By Faith Love (RIP)
Pain is what I do know best in my life. I have suffered a lot of physical pain due to my red blood cell disorder as sickle cell is defined. My life has not been a walk over because most of my dreams haven’t come true as yet because sickle cell has somehow retarded some of them. When I think I am at a point of achieving some of my dreams my health has always found a way of getting me delayed. I had to miss school for three years because of bad health.
It has been through Faith and God’s grace that I am alive today. People would look at me sometimes with my yellow eyes and wonder what was wrong with me.
I have heard many say discouraging, disturbing and terrifying things about my condition and the disease in general. “she will never make it to five they said when I made ten years, they thought that that’s as far as I can go, when I made it to sixteen and now to twenties, they are speechless and realize their theory doesn’t work. Little did they know that this added emotional pain to my physical pain.
My life seemed a weak. All the people’s negativity is actually nothing compared to the pain I go through as a sickler. For the rest of my life I have to be on daily medication. Since life is dearly loved, this can be put up with.
What any sickler understands most is pain, forget about the labor pains that the ladies go through during delivery its worse that when it comes to sickle cell because the labor pains are very much bearable. Sickle cell gives me the perfect description of pain a more realistic meaning compared to the dictionary meaning. Regardless of age, you wail like a little baby when crisis sets in. It feels like all body bones have been broken or fractured. It feels so terrible that I just can’t imaginatively explain the feeling.
I have been taken to hospitals many a times almost unconsciously lost in pain. I could not afford any body movements. When I get to hospitals, I have all sorts of things running through my mind always wondering what more bad news the doctor is going to break to me. Considering the complications that come along with the disease the leg ulcers, bone infections, body organs are at a risk of damage anytime, nerve injuries the risks are endless.
Each day in life of a sickler is lived by God’s grace. Personally I can say it has all been God and family support they tirelessly stand with me in the darkest of my days. There are so many of us each with a different story to tell, though the stories and experiences may differ, there is always a common factor in all of them the sickle cell anemia crisis experience.
I have personally had two very disturbing experiences. The first being massively transfused until my hands could barely take it in my blood count could not go up and the pain seemed so constant. I remember staying in hospital for more than a month , feeding on morphine, getting pricked so many times because the veins on my hands were traumatized and in the process veins blocked and the cannulas could not do their job because I could not bear the pain in the swollen veins not to mention the aching hands.
I perfectly remember surrendering my feet to do my hands job. I had my blood transfusions through my feet it felt like there was a vampire within me. I got more than five units of blood for the start to my and to the doctor’s surprise when they checked again to see how much blood I had, I had about 2g/dc. At this point, I had to go back to have these transfusions afresh. I was so frustrated that I gave up.
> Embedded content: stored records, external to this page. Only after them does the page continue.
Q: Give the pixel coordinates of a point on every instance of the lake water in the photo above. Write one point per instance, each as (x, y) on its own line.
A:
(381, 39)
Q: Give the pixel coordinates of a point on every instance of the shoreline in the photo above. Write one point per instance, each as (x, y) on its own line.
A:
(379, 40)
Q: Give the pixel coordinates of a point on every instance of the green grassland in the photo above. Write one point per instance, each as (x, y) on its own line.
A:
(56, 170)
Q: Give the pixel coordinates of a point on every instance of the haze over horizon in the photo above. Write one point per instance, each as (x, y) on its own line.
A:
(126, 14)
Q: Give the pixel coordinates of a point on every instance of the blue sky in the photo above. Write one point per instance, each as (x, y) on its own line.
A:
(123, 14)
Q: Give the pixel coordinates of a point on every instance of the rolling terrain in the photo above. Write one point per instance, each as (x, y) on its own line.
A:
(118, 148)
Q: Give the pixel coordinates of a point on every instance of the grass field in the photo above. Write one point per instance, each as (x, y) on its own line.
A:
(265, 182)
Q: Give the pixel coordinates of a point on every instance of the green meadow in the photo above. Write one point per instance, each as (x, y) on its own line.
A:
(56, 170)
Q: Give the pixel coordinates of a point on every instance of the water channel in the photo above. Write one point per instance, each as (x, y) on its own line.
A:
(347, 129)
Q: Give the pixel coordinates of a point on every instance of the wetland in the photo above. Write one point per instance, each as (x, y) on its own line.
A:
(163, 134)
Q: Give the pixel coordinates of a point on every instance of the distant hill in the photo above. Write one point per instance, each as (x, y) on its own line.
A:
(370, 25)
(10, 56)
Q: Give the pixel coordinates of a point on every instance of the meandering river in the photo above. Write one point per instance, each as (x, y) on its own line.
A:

I just watched and listened to whatever decision the doctors came up with because deep inside me, I had given up the fight I don’t see any other way out of this. What I perfectly kept count of though was the amount of blood that my body received I got more than 20 units of blood and when I took a good look at myself in the mirror I can never forget what I saw: a skinny yellow me from head to toe. I had never been so scared of me like I was at that time. I can never ever forget the yellow version of me. All there was a bloodless yellow me all smelling of morphine.
The other terrifying experience is when I had to spend a big time in hospital being treated of an unknown infection on the most painful drug I have known to date. There was something disturbing to me about the time these drugs were administered to date. There was something a bit stale about the time to date. I am still a little biased about 12am, 12pm, 6am, 6pm each time those particular hours strike, and everything went dead silent. A chill of cold wind gushed through the ward I was admitted in. Everything including the time stood still and my heart almost pumped out of my chest and at other times it seemed to stop at the sight of any medical personnel that approached the bed I lay on.
To date when the clock strikes those particular hours, it feels like the nurse is approaching me to administer that very painful drug. My worst night mare in this whole experience was a student nurse administering this drug in a rush. I recall her telling me,” Faith, please don’t cry because if you do, you will wake up the patient in the next room.” She said this because she knew how painful the drug was and knew that I cried each time I received this drug. As if we didn’t have equal rights as patients! She left me with a permanent scar of a nail less thumb which reminds me of her, hospital and sickle cell anemia as well. Am grateful to my mother for sticking with me through all these nasty experiences of my sickle cell life.
Now that am here, I am not giving up. I am set out to achieve all my dreams because I honestly deserve it. So I will go for it all and I am not letting people or sickle cell put me down because Iam WARRIOR, A SICKLECELL WARRIOR.